When something traumatic happens in your life, there’s a chance that you should have post-traumatic stress disorder as a result of the events that have taken place. While many people think of PTSD happening most commonly with military veterans, a person can develop PTSD from basically an event that they perceive to be traumatic in their life.

Because of this, it’s important that everyone knows what to do if you ever have PTSD. To help you know how you can manage this disorder if you now have or ever get PTSD, here are three tips that can help you in living with and overcoming PTSD.

Find Support

One of the best things you can do for yourself when you’re trying to deal with PTSD is to find support. Regardless of what it was that happened to you or spurred on this onset of PTSD, there are likely other people out there who’ve experienced a similar thing and can help you get through it, too.

According to Dr. Matthew Tull, a contributor to Very Well Mind, getting social support through groups or individual people can help you work through what happened and find a way to peace.
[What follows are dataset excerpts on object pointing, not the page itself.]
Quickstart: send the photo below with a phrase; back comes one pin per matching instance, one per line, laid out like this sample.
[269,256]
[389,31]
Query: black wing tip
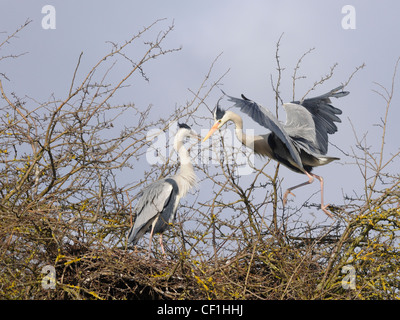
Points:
[244,97]
[183,126]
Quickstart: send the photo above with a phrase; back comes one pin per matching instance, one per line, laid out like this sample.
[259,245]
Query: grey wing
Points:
[313,119]
[149,206]
[265,118]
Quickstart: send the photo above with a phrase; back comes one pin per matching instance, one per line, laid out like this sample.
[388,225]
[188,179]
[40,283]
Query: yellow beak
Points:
[212,130]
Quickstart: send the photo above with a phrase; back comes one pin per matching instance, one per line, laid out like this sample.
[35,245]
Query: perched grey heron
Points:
[158,202]
[300,144]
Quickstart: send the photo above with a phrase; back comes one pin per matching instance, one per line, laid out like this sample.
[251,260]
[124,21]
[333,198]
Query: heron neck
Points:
[237,120]
[186,178]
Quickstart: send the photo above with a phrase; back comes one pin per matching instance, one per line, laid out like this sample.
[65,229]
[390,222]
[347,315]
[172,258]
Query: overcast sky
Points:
[246,32]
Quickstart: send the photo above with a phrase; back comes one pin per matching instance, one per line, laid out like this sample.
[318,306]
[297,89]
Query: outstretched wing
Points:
[154,198]
[310,121]
[265,118]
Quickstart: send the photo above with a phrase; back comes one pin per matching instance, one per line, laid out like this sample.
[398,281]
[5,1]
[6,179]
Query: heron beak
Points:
[212,130]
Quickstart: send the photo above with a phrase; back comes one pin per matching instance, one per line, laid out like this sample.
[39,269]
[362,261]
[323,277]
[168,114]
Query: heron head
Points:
[221,117]
[187,131]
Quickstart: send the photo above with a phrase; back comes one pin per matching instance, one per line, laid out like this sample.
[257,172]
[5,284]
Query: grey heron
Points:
[158,202]
[300,144]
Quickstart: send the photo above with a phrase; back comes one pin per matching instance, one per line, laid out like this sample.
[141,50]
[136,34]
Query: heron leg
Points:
[161,244]
[289,191]
[323,206]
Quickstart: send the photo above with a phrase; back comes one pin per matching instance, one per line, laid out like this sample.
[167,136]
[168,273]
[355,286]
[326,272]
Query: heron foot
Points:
[286,195]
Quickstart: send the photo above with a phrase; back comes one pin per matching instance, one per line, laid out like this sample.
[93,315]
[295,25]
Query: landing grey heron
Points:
[300,144]
[158,202]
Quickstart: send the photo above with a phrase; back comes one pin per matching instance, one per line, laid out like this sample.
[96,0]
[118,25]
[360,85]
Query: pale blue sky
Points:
[246,32]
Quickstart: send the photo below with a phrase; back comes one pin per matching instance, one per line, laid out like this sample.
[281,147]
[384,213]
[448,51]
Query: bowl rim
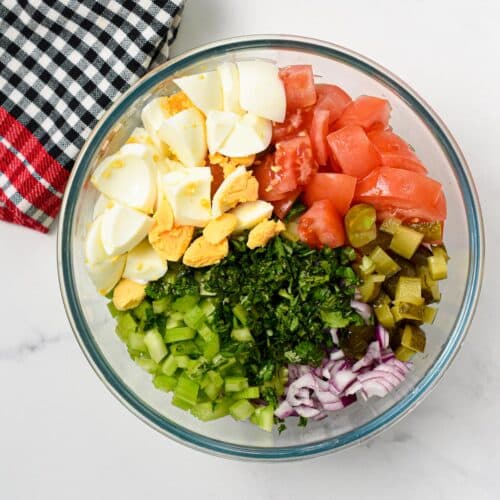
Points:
[373,427]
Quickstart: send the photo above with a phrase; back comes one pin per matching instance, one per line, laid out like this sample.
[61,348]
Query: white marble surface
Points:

Especially if you’re able to connect with someone who you trust and can understand you, that support system could be just what you need to work through your anxieties and come out on the other side.

Try A Mindfulness or Meditation Practice

When you start to feel like your PTSD is getting the best of your, one strategy you can try is to practice mindfulness or meditation.

Maria Cohut, a contributor to Medical News Today, shares that there are multiple types of mindfulness practices that can help someone dealing with PTSD. Things like mindfulness stress reduction, mindfulness cognitive therapy, mindfulness exposure therapy, and various forms or relaxation or repetition can be very helpful in guiding you through a PTSD episode or helping you avoid one if you feel like you’re getting overwhelmed.

Find Ways To Stay Active

A great way to stay in control of your body and give yourself a positive outlet when you’re feeling pent up aggression or agitation as a result of your PTSD is to be active.

When you’re physically moving your body, HelpGuide.org shares that you’re able to burn off some of your adrenaline, release some endorphins into your brain, and begin feeling a boost in your mood. Additionally, being able to physically move your body can often help you move your thoughts or emotions into a different headspace as well, which can be very helpful if your PTSD has you feeling stuck or trapped.

If you have PTSD from an event that’s happened in your life, consider using the tips mentioned above to help you find help, hope, and peace.